The xylA gene of Bacillus stearothermophilus No. 236 encoding $\beta$-xylosidase was cloned and sequenced previously. The transcriptional start site of the xylA gene cloned in E. coli was identified to be the guanine (G) by primer extension analysis. This supports that the expression of xylA gene is also directed in the E. coli cells by the previously determined transcription initiation signals, -10 sequence (CATAAT) and -35 sequence (TTGTTA) separated by 12 bp. To increase the expression of $\beta$-xylosidase, firstly the spacer region of xylA promoter was extended from 12 to 17 bp, and then the -10 and -35 elements were converted into their respective consensus sequences. The mutant promoters thus obtained were tested for their activities in both the E. coli and B. subtilis host cells. The change of the length of the spacer region from 12 to 17 bp resulted in a 1.6- and 2.5-fold increase in promoter strength in comparison with the wild type promoter in E. coli and B. subtilis cells, respectively. Also, strength of the promoter with the fourth T to A transversion on its -35 element increased in the transcription level by about 35 times compared with that of wild-type promoter.
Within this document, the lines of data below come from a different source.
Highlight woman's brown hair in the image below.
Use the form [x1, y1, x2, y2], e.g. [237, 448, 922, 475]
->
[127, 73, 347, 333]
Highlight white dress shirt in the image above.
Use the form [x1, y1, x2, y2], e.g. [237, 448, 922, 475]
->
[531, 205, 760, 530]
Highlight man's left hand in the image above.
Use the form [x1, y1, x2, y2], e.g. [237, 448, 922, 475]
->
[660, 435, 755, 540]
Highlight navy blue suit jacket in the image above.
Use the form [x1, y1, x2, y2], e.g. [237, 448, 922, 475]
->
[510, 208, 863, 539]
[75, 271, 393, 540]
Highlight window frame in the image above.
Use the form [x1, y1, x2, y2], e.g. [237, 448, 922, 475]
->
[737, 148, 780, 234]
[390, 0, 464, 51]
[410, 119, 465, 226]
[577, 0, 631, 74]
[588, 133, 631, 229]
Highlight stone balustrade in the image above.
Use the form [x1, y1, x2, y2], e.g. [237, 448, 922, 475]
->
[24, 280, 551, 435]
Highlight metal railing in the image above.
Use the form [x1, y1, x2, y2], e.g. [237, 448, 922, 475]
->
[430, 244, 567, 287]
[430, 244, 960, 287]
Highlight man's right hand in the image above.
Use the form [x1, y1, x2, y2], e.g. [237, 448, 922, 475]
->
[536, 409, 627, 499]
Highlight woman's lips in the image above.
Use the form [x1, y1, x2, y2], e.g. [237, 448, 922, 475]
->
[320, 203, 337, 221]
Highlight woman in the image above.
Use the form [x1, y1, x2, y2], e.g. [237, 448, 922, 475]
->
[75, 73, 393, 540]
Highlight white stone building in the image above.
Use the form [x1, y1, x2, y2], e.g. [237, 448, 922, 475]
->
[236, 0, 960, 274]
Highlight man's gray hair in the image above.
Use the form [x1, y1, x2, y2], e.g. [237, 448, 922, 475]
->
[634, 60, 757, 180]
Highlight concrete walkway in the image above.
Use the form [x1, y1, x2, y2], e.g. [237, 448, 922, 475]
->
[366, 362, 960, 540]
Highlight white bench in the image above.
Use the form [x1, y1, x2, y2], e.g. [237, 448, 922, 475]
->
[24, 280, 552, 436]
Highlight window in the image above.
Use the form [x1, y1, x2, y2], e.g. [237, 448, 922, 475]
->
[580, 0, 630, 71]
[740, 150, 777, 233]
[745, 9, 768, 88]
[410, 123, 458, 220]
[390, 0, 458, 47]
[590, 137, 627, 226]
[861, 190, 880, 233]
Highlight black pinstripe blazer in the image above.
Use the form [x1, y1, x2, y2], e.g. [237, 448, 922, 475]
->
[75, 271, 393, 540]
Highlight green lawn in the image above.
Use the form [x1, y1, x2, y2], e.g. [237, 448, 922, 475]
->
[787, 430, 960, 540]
However, surprisingly the 5' end C-to-T transition of the -10 hexamer showed a 5- to 15-fold reduction in $\beta$-xylosidase activity in both E. coli and B. subtilis. Together, the present data demonstrated that the 5' end nucleotide C of the -10 sequence CATAAT and the fourth nucleotide A of the -35 hexamer are two most critical nucleotides for the promoter activity in the context of the xylA promoter.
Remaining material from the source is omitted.